Yah more likely the Tigers clipped them down with their nipping and the pleco was waiting for nom nom.


----------



## abridgel (Jan 4, 2010)

Found two of them today in the filter - I have a waterfall filter - the pump sucks the water within the aquarium sends it up a tube to a resevoir that holds the water above the tank and it filters through some media and back into the aquarium.

Somehow they are being sucked up - gotta find a covering for the pump - any suggestions?


----------



## Darkblade48 (Jan 28, 2008)

abridgel said:


> Somehow they are being sucked up - gotta find a covering for the pump - any suggestions?

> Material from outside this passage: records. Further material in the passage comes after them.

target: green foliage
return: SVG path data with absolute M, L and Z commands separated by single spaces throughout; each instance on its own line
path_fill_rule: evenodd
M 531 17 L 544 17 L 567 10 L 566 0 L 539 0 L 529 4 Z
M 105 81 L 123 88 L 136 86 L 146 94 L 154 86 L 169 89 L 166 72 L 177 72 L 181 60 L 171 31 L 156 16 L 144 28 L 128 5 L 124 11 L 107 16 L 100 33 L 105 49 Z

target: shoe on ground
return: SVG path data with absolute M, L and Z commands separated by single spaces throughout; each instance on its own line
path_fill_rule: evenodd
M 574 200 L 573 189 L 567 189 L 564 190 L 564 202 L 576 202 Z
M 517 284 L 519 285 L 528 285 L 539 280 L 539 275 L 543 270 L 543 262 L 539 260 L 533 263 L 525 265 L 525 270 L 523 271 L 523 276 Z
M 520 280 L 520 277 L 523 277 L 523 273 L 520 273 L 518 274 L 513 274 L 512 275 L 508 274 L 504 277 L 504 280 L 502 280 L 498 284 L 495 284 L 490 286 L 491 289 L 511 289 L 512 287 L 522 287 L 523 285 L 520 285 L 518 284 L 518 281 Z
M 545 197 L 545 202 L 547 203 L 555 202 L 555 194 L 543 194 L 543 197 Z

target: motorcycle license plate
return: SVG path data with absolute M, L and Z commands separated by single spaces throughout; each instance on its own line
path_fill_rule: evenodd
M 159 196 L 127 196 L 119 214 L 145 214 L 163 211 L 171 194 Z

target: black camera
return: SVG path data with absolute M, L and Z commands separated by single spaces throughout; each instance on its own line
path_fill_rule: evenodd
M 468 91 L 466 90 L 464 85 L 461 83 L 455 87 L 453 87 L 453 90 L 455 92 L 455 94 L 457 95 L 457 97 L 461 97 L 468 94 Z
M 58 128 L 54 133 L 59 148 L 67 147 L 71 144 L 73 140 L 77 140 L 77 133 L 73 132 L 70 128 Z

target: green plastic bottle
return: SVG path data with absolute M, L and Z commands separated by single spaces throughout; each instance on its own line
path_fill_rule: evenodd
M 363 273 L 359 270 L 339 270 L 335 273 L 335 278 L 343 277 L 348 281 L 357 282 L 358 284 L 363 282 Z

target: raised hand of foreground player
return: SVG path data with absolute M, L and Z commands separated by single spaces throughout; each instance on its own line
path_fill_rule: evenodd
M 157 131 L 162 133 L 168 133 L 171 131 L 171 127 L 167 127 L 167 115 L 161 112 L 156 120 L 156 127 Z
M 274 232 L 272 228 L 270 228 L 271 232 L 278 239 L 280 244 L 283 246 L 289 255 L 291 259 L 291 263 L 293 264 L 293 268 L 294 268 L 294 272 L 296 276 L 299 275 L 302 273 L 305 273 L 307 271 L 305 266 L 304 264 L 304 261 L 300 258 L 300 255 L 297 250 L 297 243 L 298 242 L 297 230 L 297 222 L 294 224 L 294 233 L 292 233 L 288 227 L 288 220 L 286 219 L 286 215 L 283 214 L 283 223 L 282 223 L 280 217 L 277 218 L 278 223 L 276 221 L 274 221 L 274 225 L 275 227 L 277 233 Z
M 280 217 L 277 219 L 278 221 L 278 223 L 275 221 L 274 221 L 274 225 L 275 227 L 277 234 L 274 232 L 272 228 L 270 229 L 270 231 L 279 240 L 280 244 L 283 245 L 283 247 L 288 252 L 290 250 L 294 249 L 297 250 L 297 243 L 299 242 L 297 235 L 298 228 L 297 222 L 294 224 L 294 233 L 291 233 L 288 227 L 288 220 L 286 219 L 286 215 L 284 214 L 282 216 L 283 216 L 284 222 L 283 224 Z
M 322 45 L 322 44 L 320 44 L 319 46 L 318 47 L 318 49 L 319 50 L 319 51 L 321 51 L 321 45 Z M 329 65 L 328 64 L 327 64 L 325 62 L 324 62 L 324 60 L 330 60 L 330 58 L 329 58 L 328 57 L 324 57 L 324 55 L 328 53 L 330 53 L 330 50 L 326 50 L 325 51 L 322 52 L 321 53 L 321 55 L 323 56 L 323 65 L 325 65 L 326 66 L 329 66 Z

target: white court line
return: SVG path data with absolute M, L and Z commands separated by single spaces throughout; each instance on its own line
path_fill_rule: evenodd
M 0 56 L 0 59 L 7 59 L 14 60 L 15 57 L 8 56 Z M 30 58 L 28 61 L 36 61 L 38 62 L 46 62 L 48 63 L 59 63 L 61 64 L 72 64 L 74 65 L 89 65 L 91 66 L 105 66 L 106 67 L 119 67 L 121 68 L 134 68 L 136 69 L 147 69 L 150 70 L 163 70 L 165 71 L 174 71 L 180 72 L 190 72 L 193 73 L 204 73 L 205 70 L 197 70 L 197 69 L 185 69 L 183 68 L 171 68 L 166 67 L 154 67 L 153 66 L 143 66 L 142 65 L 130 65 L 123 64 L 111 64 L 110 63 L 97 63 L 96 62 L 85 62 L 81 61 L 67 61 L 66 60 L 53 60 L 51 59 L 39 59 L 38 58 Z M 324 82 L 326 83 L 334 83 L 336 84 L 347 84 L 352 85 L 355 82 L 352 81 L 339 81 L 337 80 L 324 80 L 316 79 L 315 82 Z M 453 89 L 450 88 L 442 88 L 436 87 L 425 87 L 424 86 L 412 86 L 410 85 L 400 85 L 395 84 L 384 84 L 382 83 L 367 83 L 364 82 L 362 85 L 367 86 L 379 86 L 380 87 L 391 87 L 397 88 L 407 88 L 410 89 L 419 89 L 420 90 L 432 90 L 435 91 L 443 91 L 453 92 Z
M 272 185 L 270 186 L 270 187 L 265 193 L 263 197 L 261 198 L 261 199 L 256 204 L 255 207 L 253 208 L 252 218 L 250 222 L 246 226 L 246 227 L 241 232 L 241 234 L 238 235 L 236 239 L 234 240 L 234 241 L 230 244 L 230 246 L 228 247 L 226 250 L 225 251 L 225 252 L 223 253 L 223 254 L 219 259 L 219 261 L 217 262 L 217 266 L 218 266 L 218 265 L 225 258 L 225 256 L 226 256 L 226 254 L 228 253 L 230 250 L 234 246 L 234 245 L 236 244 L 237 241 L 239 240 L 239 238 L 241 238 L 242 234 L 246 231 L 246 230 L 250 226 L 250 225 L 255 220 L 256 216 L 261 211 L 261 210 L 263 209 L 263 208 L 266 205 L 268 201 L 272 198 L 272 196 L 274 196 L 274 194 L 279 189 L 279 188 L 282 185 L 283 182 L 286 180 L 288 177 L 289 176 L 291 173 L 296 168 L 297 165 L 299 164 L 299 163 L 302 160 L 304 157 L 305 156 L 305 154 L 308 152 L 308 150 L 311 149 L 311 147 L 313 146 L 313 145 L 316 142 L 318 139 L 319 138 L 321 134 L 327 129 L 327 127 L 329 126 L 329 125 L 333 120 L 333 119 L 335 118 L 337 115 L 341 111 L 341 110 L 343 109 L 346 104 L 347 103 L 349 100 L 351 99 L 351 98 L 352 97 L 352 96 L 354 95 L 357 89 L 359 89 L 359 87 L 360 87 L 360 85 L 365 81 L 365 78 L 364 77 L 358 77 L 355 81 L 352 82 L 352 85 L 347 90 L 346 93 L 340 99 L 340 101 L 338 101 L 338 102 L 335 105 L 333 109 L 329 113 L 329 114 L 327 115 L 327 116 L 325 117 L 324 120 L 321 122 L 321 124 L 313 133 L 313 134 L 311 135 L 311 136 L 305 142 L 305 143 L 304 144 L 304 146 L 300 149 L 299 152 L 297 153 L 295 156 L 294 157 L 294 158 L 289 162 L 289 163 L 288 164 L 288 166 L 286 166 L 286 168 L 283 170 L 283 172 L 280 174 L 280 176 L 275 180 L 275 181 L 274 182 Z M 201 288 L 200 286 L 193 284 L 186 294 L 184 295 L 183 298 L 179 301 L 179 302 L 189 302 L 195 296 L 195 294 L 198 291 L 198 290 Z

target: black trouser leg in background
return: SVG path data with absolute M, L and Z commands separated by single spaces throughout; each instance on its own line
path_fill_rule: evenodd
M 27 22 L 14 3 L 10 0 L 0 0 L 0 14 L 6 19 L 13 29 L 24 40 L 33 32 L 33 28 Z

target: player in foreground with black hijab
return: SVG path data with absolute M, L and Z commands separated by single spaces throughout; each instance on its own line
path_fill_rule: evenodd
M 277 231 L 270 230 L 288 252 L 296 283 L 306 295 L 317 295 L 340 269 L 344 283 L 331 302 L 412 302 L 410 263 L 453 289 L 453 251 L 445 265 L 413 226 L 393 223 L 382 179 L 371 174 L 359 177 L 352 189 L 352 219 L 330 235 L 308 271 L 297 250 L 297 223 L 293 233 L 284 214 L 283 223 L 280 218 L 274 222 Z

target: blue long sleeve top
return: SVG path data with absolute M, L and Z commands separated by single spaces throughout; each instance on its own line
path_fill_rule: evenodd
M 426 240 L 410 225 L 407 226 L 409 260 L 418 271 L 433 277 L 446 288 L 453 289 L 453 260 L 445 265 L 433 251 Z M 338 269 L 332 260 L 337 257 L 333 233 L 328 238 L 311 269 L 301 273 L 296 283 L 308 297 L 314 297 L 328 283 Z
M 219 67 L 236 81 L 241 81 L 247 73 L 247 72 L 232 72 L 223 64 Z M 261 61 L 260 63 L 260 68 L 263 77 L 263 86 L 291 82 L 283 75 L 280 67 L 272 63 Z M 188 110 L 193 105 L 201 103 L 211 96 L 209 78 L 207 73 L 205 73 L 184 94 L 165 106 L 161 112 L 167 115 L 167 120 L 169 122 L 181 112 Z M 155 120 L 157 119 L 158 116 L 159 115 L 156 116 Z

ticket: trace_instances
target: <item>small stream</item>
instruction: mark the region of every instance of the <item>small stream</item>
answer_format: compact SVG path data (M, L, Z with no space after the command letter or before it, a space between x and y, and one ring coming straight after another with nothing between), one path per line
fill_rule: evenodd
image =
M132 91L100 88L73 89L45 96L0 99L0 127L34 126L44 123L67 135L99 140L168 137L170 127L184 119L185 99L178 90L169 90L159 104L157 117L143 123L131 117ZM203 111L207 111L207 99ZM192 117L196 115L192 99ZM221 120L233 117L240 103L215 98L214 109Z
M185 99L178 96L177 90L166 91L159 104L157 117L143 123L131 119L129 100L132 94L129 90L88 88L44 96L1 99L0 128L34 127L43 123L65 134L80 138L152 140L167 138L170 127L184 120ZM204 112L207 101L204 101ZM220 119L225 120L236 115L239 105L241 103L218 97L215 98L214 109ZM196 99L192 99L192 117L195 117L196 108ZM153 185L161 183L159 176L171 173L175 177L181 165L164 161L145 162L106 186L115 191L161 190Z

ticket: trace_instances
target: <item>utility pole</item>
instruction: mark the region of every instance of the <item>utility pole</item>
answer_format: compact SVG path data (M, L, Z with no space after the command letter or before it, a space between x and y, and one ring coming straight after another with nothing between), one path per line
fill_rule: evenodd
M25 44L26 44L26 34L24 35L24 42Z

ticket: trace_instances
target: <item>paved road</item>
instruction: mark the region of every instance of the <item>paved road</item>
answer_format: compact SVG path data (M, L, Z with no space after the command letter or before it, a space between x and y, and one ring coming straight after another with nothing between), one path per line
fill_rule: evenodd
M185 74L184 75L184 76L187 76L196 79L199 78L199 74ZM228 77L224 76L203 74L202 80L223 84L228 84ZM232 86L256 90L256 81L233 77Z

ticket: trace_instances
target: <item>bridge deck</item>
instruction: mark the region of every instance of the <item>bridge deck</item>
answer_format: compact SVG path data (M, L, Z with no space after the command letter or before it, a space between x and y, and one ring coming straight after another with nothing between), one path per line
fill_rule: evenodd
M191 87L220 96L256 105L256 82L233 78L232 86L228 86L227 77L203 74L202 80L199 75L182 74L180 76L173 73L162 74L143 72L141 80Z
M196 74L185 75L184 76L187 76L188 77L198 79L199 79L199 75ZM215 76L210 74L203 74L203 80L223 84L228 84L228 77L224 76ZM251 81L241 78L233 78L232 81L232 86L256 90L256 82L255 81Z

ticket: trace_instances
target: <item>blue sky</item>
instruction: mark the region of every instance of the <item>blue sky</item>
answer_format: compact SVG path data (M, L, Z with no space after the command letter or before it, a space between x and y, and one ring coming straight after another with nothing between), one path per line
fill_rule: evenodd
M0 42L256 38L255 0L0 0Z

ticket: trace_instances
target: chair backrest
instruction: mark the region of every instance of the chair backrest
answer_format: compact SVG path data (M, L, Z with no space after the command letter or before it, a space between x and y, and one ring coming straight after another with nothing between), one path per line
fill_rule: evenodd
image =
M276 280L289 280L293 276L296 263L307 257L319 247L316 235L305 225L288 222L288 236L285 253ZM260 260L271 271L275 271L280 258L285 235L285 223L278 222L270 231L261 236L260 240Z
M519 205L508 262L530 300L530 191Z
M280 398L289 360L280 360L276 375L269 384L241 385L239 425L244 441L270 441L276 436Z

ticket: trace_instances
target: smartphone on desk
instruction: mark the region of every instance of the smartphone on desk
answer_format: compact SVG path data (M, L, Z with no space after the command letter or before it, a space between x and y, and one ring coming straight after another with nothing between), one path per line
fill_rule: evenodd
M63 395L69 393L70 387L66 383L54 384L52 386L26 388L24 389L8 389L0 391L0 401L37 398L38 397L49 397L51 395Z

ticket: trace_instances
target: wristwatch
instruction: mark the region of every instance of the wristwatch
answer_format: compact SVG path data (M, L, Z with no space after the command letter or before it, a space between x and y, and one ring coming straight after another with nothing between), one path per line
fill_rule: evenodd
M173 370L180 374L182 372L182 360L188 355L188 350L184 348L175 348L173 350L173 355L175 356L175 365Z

A sponge with a hole in the middle that will fit around the filter intake is usually good.


----------



## AquaNeko (Jul 26, 2009)

abridgel said:


> Found two of them today in the filter - I have a waterfall filter - the pump sucks the water within the aquarium sends it up a tube to a resevoir that holds the water above the tank and it filters through some media and back into the aquarium.
> 
> Somehow they are being sucked up - gotta find a covering for the pump - any suggestions?


A waterfall filter? Like an AquaClear filter style?


----------